Astroworld tragedy places event safety, responsibility in spotlight

Photo by @kmeron - Flickr

The Houston Astroworld tragedy, a Travis Scott festival-style concert, was declared a “mass-casualty” event after 10 concertgoers died and hundreds were injured. Who bears responsibility for these tragedies is at the forefront of event safety debates.

According to Brian Avery, an event safety expert and lecturer at the University of Florida, the tragedy was the consequence of event organizers failing to adhere to industry expectations.

“The reality is the industry knew better before this happened, this was preventable,” Avery said. “We learned the event organizers are not following industry standards and practices.”

Data reveals that Live Nation’s second-quarter earnings in 2021 were up 677%, hinting that there is a strong recovery in the live-entertainment sector in the post-pandemic era. That means event organizers need to be more aware of how the pandemic has impacted large events for spectators.

“Attendees are more apprehensive than ever because of COVID-19, places of mass assembly need to be aware of that,” Avery explained. “We have seen an increase in crowd disruptions, fighting and crowd rushing at events.”

Avery said that event organizers need to be aware of the “additional stress that can exacerbate situations,” and organizers need to ensure that industry practices regarding event safety are being met.

“We know the problems and there are solutions to fix them,” Avery stated. Rules have been established for decades, rules which organizers and planners should be relying on.”

The rules have been well-established and documented. There are many resources in regards to these rules, including the National Fire Protection Association Life Safety Code 10, hundreds of peer-reviewed articles, event safety guides, research papers and the Federal Emergency Management. Agency has a special event guide.

These are resources that event organizers need to be utilizing to ensure safety and effectively control the crowds. And one of the major failures of Astroworld is the admission process.

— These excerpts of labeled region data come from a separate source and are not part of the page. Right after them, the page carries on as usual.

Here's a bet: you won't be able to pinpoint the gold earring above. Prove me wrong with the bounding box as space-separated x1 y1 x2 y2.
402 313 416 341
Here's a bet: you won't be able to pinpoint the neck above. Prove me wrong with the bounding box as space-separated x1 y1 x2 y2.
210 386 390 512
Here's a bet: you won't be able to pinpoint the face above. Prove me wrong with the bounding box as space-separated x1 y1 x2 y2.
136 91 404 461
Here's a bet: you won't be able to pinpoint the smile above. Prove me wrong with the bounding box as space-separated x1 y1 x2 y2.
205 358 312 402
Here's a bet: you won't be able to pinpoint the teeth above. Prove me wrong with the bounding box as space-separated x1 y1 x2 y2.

“Events like this (general admission) are a misstep away from a catastrophe,” Avery stated.“The organizers and planners are either not qualified to put on events like this or they are intentionally failing to comply with readily available and well-documented standards and practices.”

Festival seating is typically first-come-first-served, which is a mistake according to Avery.

“Do away with festival seating, especially without the use of crowd control barriers. Grouping patrons into manageable sections as opposed to unrestricted access areas would be better than nothing,” Avery said.

It is security and law enforcement’s job to keep the crowd under control. Constantly monitoring the crowd’s behavior should be a priority for security. Avery added that the Houston police chief met with Travis Scott prior to the show.

“The police should take a more active role in monitoring and controlling crowd-related matters,” Avery said. “The industry knew better before this happened, this was preventable.”

Avery notes that nothing is absolutely safe, which is the risk concertgoers take when they attend an event. But events can be safer if the regulations and practices are followed and enforced.